Sur le plan sous-régional africain, les évaluations mutuelles réalisées par le GAFI entre 2017 et 2022 ont mis en relief des insuffisances aussi bien en termes de conformité technique que d’efficacité. Il est donc apparu nécessaire d’adapter la réglementation de la LBC/FT/FP dans l’Union aux exigences en la matière.
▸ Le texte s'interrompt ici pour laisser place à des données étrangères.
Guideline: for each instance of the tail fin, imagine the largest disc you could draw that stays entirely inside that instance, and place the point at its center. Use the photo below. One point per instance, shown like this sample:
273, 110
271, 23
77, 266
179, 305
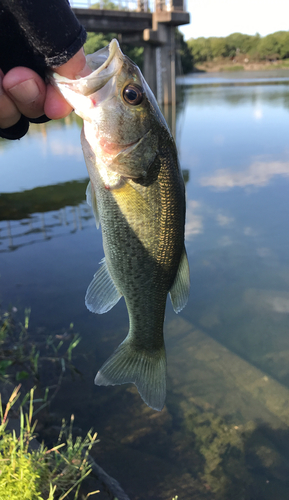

C’est ainsi que va naître, avec ses 19 principales innovations, la Directive de 2023 relative à la lutte contre le blanchiment de capitaux, le financement du terrorisme et de la prolifération des armes de destruction massive dans les Etats membres de l’UEMOA.
Si cette Directive (de laquelle découle l’ordonnance 2023-875 relative à la LBCFTP) vient être une réponse aux lacunes de la conformité technique observées dans notre région, à savoir le degré de prise en compte des exigences posées par les recommandations du GAFI dans un cadre juridique ainsi que dans les autres textes adoptés par les Etats membres, elle est avant tout une mise à niveau pour tenir compte des évolutions intervenues dans les recommandations du GAFI depuis 2015.
Les 19 principales innovations y introduites portent notamment sur : l’intitulé de la loi, le champ d’application, l’approche fondée sur les risques, l’incrimination du financement de la prolifération, l’incrimination du blanchiment de capitaux, l’incrimination du financement du terrorisme, les sanctions financières ciblées, les virements électroniques, les obligations des institutions financières et des EPNFD, les obligations des opérateurs de transfert de fonds, la mise en place d’un système de déclaration des transports physiques d’espèces et d’instruments négociables au porteur intracommunautaire, l’évaluation des risques, le rôle, le fonctionnement et les missions des CENTIF, la réglementation et le contrôle des institutions financières et des EPNFD, les Personnes Politiquement Exposées (PPE), les prestataires de services d’actifs virtuels, les bénéficiaires effectifs des personnes morales et des constructions juridiques, la réglementation et le contrôle des OBNL et le renforcement de la coopération.
Malgré les progrès significatifs, la lutte contre le blanchiment d’argent et le financement du terrorisme présente encore de nombreux défis. Les criminels utilisent des techniques de plus en plus sophistiquées pour échapper à la détection. De plus, la règlementation varie d’un pays à l’autre, créant des failles que les criminels peuvent exploiter.
Pour aller de l’avant, il est essentiel de renforcer la coopération internationale, d’harmoniser les régulations et d’adopter des technologies innovantes pour anticiper et contrer les nouvelles méthodes de blanchiment d’argent et de financement du terrorisme.
La lutte contre le blanchiment d’argent et le financement du terrorisme est une mission continue et évolutive qui nécessite l’engagement de toutes les parties prenantes pour protéger l’intégrité du système financier mondial.